After a misunderstanding renders their final gig a total bust, they accept a sketchy make-up gig in some backwoods venue in the middle of nowhere, Oregon. It becomes apparent that the club is run and frequented by neo-Nazi skinheads, so naturally our punk heroes decide that Dead Kennedys’ “Nazi Punks Fuck Off” is the best song with which to kick off their set.
As the band scurries off after making their quick buck, one of the bandmates Sam (Alia Shawkat) realizes she left her phone charging in the green room, so bassist Pat (Anton Yelchin) goes back to retrieve it. That’s when he discovers a dead woman on the ground with a screwdriver planted firmly in her head — and all hell breaks loose.
From then on, the band (as well as the dead woman’s friend, played by Imogen Poots) gets locked in the green room at neo-Nazi gunpoint as the powers-that-be try to manage the situation internally without getting the cops involved.
All that takes place within the first 10 minutes, so the meat of the film deals with the band members going toe-to-toe with well-armed, murderous neo-Nazis, led by a calmly terrifying club owner played by Patrick Stewart (yes, that Patrick Stewart). He makes it perfectly clear that these kids are not to make it out of the club alive.
The film works so bloody well because the viewer feels as if anything can happen. It establishes early on that no character is safe when one of the lead characters suffers a particularly gnarly injury, and from then on you never know who’s going to bite the dust, or when, or how, and it makes every kill that much more shocking.
Seemingly continuing a theme from his 2013 Cannes breakout hit Blue Ruin, Saulnier appears to take gleeful joy in portraying inexperienced people doling out professional helpings of gruesome violence. The bandmates here are so completely out of their depth (not to mention entirely innocent), so watching them be meticulously hunted by such evil forces is terrifying.

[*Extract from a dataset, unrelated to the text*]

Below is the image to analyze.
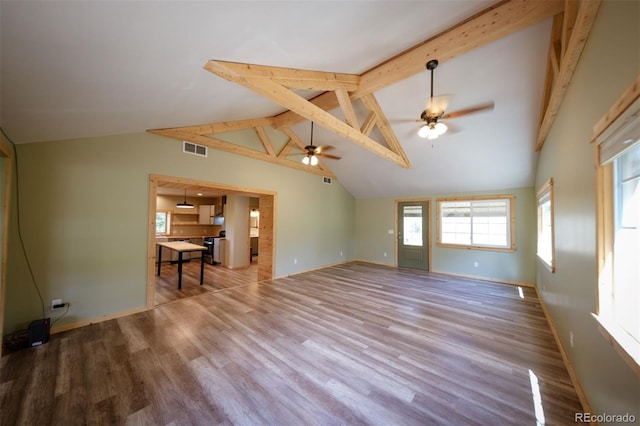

The carnage comes in short, unexpected bursts, and gets quite brutal. There’s a scene early-on featuring a maiming so visceral and repulsive, I can still picture it in my head, even weeks removed.
The deaths would be horrific enough as is, but Saulnier really revels in the gory details. There are shotgun blasts to the face, dogs tearing apart people’s throats, box cutters, machetes — name something disgustingly violent, and chances are some variation of it shows up here.
This extreme violence is that much more effective because we actually care about these characters — every element on screen, from the tight storytelling, and insane tension to the claustrophobic cinematography, is expertly crafted.
Poots particularly shines as the only person who truly understands just how fucked they are — she knows how the club operates, and thus knows the implied doom that awaits them all. Her backstory is a bit more muddled and less straightforward than the rest of the characters, but it’s clear that while she does have some unexplained ties to the skinheads, there’s way more to her than that.
It’s hard to call a film this ugly “fun,” but damn it, it is. Since our heroes fight back in such glorious ways, there’s a twisted sense of pleasure in watching these maniacs suffer at the hands of amateurs.
Green Room occupies a space somewhere in between a nasty midnight B-movie and well-directed arthouse fodder, and fans of either will find plenty to love here — just make sure you leave your squeamish friends at home.
Green Room will be released on April 15th, 2016.